Mental Model
Connecting isolated components into a resilient, scalable, and observable distributed web.
JSON Web Tokens (JWTs) are the standard for stateless authentication. Because they are self-contained and cryptographically signed, any microservice can validate them locally without hitting a central database. However, this creates a critical security loophole: how do we revoke a compromised token before its expiration? If we query a database for every request, our architecture is no longer stateless. Solving this requires a hybrid, space-efficient gating architecture combining Bloom Filters at the API Gateway with a distributed Redis Cluster.
1. Functional & Non-Functional Requirements
To design a high-throughput token revocation system, we define these operational requirements:
Capacity Estimations (Sizing for 1 Million Revoked Tokens)
- The DB Bottleneck: Checking a database for 100,000 requests per second (RPS) would saturate database connection pools.
- Bloom Filter Sizing: We wish to store 1,000,000 revoked token signatures (JTI - JWT ID) in a local in-memory Bloom Filter with a false positive rate ($p$) of exactly 0.1% (0.001). The required bit array size ($m$) is calculated as: $$m = -\frac{n \ln(p)}{(\ln(2))^2} = -\frac{1,000,000 \times \ln(0.001)}{0.48045} \approx 14,377,587 \text{ bits} \approx 1.7\text{MB}$$
- Hash Functions: The optimal number of hash functions ($k$) is: $$k = \frac{m}{n} \ln(2) = 14.37 \times 0.693 \approx 10 \text{ hash functions}$$ Storing 1,000,000 revoked tokens takes only 1.7MB of RAM inside the API Gateway, with a P99 lookup latency of under 50 microseconds.
Non-Functional Requirements
- Lookup Latency SLA: Lookup times must remain under 100 microseconds for valid tokens.
- Instant Revocation propagation: A token revoked in Region A must be gated at all regional API Gateways within 2 seconds.
- Zero False Negatives: A revoked token must never be incorrectly classified as "valid" (Bloom filters guarantee zero false negatives).
2. Interface Design & APIs
To coordinate token revocations, the auth service and gateway expose explicit API payloads.
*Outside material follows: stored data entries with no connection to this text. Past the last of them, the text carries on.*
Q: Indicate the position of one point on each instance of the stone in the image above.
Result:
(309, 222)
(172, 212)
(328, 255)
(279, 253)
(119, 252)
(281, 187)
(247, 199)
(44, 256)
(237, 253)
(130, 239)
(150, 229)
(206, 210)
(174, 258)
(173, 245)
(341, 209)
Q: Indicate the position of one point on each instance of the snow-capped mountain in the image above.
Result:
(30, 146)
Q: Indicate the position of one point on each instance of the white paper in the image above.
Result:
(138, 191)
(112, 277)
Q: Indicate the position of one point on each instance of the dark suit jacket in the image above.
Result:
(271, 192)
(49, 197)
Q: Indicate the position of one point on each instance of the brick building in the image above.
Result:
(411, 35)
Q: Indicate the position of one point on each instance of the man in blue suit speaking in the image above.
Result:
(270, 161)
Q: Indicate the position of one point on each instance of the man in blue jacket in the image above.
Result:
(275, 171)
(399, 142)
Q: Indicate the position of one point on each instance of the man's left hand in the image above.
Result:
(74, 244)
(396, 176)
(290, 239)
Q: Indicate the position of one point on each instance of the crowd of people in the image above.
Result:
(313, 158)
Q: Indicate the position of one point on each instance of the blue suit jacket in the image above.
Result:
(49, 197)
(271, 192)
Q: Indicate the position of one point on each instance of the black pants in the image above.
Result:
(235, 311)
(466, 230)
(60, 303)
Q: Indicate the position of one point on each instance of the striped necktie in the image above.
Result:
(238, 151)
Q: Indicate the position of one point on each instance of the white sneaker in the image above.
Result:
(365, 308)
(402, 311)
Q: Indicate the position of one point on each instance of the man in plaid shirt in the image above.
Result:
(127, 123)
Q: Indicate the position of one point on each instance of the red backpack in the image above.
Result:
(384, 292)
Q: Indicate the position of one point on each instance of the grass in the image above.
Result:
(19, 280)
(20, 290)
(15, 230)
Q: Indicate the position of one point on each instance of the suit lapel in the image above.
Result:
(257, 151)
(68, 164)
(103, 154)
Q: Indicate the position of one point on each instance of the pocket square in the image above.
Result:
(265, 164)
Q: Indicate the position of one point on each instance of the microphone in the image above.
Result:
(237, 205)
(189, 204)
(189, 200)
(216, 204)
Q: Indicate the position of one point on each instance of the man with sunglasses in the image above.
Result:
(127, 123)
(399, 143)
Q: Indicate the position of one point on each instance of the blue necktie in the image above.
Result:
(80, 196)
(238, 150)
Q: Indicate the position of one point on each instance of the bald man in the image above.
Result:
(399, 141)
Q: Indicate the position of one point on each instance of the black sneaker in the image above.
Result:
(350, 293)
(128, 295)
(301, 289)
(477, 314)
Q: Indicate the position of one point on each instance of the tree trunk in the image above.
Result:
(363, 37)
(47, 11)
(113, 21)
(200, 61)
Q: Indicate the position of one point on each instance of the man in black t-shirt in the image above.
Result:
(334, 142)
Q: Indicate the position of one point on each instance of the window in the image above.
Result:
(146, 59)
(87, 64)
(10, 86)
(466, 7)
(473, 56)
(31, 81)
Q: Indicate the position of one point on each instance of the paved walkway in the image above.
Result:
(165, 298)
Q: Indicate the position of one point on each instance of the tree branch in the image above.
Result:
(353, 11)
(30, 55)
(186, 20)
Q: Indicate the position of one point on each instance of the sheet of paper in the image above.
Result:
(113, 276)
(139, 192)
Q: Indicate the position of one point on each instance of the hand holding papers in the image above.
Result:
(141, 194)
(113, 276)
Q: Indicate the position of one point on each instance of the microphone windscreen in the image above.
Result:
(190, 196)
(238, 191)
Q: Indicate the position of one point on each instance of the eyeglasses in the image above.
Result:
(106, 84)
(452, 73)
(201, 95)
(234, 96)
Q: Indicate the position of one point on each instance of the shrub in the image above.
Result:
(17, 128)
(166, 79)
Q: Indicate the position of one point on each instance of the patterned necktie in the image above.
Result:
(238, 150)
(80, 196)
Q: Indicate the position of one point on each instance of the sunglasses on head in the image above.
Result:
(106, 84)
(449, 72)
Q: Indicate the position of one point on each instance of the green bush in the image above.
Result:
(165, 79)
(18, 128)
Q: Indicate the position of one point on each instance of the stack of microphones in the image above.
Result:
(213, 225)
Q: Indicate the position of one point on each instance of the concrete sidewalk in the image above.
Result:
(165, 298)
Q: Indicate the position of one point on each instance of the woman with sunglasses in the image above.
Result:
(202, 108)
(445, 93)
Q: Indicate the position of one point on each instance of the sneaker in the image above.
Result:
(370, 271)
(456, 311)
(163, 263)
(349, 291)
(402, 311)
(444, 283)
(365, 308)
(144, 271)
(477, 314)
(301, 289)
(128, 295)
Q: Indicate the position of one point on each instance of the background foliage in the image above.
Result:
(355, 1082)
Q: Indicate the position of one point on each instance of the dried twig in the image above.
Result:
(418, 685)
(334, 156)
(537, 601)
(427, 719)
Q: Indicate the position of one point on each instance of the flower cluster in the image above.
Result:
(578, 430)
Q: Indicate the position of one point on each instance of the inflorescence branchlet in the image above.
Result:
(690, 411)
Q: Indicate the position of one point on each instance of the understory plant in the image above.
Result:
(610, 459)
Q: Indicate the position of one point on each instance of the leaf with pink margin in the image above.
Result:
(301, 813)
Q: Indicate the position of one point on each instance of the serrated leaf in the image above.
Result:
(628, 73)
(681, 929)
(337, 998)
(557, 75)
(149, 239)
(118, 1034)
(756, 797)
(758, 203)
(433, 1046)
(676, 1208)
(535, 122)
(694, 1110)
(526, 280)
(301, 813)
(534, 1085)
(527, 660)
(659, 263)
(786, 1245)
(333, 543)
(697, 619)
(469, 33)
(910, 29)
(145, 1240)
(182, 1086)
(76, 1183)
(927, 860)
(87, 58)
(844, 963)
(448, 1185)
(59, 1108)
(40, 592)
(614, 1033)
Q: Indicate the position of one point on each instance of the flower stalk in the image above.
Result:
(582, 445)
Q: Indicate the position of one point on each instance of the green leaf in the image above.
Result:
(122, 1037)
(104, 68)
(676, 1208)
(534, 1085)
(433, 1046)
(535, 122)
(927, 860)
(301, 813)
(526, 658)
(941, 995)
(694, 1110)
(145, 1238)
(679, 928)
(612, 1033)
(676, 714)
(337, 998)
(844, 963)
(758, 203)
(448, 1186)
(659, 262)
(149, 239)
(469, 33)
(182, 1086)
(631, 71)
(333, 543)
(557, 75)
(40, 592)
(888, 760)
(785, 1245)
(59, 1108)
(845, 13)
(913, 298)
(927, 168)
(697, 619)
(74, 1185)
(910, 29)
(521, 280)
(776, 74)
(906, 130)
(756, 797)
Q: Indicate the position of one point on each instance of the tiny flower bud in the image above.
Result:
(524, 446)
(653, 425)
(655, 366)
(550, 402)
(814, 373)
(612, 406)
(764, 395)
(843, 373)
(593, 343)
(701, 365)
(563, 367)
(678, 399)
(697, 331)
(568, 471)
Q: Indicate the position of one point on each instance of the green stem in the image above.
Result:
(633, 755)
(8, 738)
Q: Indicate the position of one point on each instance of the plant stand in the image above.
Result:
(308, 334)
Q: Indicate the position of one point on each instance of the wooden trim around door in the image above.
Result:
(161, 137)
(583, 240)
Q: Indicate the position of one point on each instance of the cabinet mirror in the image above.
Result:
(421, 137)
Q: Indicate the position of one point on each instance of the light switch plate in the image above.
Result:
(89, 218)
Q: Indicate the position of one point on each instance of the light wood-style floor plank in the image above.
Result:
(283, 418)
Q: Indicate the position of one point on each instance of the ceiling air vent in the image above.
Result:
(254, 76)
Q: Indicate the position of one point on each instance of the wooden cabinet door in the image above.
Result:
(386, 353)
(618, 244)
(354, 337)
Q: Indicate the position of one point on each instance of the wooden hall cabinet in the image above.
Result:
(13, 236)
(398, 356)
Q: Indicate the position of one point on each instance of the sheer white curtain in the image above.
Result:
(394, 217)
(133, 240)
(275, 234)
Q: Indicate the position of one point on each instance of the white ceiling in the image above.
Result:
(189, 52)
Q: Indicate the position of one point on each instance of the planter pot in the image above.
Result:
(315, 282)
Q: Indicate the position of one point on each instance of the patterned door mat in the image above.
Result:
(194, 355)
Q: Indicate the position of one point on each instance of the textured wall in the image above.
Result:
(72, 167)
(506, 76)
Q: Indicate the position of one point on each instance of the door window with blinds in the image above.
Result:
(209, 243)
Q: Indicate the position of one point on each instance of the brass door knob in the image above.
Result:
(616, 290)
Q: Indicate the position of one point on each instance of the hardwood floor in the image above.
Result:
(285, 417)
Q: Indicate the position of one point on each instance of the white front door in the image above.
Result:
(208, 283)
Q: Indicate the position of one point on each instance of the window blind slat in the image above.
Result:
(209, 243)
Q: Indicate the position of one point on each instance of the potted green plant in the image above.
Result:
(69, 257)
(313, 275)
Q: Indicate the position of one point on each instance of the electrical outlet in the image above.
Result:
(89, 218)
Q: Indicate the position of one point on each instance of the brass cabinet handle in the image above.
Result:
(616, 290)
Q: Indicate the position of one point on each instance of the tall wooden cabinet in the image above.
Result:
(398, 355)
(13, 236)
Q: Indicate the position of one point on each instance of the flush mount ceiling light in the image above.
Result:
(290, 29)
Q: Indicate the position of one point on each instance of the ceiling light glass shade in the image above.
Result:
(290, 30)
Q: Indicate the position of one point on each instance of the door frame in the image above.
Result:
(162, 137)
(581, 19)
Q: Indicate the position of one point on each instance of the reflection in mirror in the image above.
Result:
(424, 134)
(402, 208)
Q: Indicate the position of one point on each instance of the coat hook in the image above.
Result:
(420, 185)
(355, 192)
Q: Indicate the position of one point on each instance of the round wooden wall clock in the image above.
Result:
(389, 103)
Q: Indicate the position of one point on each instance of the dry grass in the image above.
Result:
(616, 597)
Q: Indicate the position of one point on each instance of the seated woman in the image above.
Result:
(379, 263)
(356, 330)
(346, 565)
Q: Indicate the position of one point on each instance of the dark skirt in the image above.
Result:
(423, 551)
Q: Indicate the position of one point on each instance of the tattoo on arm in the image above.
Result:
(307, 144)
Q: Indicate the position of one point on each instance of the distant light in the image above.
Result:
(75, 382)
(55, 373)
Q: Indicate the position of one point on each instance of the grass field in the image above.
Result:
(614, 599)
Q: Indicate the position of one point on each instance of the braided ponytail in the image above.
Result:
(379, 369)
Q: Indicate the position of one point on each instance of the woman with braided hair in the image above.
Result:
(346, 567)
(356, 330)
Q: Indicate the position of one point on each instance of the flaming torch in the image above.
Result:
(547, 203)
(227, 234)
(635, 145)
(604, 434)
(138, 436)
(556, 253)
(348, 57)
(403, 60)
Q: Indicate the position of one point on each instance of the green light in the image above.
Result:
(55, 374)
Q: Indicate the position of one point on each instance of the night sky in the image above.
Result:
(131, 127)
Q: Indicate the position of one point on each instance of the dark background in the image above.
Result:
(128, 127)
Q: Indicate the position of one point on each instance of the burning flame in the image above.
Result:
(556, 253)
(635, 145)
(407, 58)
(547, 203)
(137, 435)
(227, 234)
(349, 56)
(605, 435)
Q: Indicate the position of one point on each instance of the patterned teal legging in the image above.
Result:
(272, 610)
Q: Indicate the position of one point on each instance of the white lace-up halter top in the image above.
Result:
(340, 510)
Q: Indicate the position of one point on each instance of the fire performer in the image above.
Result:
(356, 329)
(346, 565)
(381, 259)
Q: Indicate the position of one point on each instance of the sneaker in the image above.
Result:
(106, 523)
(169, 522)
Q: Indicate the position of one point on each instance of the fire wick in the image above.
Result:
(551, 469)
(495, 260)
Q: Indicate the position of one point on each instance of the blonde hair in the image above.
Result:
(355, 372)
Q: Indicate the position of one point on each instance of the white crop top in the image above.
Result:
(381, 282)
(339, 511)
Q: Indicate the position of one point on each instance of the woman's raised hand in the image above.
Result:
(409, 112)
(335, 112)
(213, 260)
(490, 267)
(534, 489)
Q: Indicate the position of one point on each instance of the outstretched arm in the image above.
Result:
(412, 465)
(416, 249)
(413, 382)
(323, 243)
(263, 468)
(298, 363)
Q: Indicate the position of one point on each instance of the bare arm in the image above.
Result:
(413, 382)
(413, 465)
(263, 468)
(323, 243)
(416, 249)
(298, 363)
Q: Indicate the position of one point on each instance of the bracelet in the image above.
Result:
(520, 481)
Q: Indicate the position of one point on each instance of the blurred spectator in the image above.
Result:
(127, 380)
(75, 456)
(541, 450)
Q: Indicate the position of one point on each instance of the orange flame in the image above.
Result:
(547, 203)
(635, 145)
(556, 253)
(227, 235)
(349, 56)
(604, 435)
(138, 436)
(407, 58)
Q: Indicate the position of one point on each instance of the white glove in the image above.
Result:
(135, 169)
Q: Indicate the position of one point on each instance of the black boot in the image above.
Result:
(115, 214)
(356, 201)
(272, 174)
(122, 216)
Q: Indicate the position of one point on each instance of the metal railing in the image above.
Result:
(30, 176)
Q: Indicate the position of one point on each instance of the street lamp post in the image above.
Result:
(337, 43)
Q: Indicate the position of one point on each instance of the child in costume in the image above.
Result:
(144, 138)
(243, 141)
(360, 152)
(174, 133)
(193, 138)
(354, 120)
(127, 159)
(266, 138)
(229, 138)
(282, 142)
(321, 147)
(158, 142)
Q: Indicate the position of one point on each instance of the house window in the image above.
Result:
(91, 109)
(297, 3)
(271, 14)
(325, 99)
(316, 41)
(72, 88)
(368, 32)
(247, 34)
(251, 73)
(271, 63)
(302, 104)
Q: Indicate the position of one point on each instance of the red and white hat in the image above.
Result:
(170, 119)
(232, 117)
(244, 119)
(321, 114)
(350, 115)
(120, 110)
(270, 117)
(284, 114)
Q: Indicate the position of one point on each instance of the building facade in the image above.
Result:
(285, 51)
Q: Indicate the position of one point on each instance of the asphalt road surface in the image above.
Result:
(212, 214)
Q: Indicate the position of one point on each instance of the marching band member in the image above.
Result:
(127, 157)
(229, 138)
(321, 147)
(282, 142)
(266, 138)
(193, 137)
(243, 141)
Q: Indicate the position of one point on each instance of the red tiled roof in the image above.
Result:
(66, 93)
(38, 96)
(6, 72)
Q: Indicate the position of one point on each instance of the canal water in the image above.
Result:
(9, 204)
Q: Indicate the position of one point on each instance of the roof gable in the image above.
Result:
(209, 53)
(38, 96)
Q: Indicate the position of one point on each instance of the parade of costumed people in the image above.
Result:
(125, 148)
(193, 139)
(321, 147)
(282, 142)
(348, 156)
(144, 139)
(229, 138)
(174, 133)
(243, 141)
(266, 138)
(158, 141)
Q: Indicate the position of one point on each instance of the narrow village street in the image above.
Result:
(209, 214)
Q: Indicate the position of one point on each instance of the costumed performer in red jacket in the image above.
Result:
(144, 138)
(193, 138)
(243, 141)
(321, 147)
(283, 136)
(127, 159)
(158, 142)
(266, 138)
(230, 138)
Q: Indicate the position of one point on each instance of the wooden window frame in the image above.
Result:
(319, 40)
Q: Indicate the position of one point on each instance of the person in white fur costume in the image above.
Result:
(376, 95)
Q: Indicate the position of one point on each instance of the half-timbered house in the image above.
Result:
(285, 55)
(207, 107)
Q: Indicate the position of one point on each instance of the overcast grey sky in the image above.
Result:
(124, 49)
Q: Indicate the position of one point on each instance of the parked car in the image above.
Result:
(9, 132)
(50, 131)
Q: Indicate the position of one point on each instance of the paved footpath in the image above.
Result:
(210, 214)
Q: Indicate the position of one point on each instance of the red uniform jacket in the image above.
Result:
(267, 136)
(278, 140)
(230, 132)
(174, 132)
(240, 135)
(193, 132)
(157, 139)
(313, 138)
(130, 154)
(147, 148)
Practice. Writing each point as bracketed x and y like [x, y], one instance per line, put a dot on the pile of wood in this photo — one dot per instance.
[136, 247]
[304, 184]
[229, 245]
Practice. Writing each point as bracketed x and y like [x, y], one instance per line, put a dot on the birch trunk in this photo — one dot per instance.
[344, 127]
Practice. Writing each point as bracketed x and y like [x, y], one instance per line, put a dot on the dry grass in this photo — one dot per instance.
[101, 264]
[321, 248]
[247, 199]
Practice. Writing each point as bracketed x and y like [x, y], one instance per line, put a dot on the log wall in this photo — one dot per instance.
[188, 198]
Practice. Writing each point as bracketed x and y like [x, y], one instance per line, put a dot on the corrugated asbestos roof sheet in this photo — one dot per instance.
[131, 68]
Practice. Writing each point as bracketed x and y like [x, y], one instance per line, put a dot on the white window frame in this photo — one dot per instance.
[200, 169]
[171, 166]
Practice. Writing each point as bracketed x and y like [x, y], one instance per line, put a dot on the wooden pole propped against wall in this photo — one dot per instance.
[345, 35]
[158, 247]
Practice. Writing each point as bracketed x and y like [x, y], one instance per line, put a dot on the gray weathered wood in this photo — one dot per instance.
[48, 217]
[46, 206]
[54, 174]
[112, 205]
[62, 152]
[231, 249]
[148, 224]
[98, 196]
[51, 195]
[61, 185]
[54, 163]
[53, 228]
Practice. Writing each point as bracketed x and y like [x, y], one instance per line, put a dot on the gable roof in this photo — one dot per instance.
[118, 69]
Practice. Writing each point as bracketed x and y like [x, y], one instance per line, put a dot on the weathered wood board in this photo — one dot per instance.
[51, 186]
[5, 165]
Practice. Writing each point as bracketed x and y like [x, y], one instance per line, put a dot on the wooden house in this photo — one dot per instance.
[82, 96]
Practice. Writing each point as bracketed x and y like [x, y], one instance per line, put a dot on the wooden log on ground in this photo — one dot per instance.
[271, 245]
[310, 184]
Below is a structured JSON API contract defining the revocation payload, followed by the gateway lookup filter contract:
Revocation Command (Auth Service to Gateway Coordinator)
{
"event_id": "evt-880099-revocation",
"jti": "jti-uuid-998811-token",
"reason": "USER_LOGOUT",
"expires_at_epoch": 1716422400,
"revoked_at": "2026-05-23T10:00:00.123Z"
}
Gateway Filter Configuration (YAML)
gateway_jwt_filter:
bloom_filter:
capacity: 1000000
false_positive_rate: 0.001
sync_interval_ms: 1000
redis_cluster:
endpoints: ["redis-node-1.auth:6379", "redis-node-2.auth:6379"]
connection_timeout_ms: 50
fallback_allow_on_timeout: true
3. High-Level Design & Topology
The core of stateless blacklisting is Space-Efficient Gating.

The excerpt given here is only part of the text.